Don’t bite off more than you can chew
If answering this question is taking more than 4 different frameworks/tests/methods, you need to think about revising the question by breaking it into multiple smaller parts. If your questions are too large it puts stress on the people trying to answer them, and reduces the likelihood that you should be confident in the answers you get. If the question is broad, it’s impossible to pay attention to detail and do a thorough job of answering it. It’s better to complete more smaller QPRIs than one larger one.
Results
Conveying the outcomes of you work to stakeholders.
Reporting Your Results
Your work counts for nothing unless you can convey to others its outcomes. Use diagrams, graphs, renders, and well made tables wherever you can to replace blocks of text or useless .csv files. If you fill an excel spreadsheet with data and attach it to your report and call it reporting results you are doing yourself a disservice by making sure nobody ever learns about your work. Making your results presentable and easy to draw conclusions from is part of your job.

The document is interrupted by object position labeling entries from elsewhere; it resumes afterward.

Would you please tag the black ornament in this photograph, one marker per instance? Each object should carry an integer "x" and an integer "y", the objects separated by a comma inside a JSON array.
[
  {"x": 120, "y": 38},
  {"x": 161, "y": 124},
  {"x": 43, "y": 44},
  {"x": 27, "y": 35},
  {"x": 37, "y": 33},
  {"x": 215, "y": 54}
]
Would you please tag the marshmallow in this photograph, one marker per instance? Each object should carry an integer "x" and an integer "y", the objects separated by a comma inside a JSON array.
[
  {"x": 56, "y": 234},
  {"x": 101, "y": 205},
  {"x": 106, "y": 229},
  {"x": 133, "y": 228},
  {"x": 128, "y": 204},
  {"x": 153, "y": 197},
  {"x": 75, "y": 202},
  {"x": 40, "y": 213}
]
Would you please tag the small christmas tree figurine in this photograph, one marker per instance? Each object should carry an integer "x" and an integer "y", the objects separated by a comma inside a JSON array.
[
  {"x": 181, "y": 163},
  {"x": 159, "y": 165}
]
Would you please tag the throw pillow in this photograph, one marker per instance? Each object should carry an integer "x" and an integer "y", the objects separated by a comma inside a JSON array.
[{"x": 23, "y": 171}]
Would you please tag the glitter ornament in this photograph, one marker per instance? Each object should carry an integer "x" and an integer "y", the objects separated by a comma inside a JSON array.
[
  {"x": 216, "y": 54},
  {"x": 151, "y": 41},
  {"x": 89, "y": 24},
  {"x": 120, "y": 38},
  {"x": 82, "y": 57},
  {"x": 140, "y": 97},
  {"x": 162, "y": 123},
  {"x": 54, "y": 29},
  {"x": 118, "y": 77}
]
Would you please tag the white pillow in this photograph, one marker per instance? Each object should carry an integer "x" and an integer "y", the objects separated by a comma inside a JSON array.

The most common mistake in reporting is having unreadable tables. Here’s a quick guide on how to display information more clearly.
Implications
Reflecting on your work to improve your project or venture.
You don’t do anybody any good if you work on some aspect of your project or venture for days/weeks/months, wrap it up, tie it in a bow, and then leave it in the back of some closet somewhere. Part of the creation of a QPRI is its incorporation into the venture as a whole. This is very different for each QPRI, venture, and area of improvement, but there are three main steps that every QPRI must undergo in this final of the four stages.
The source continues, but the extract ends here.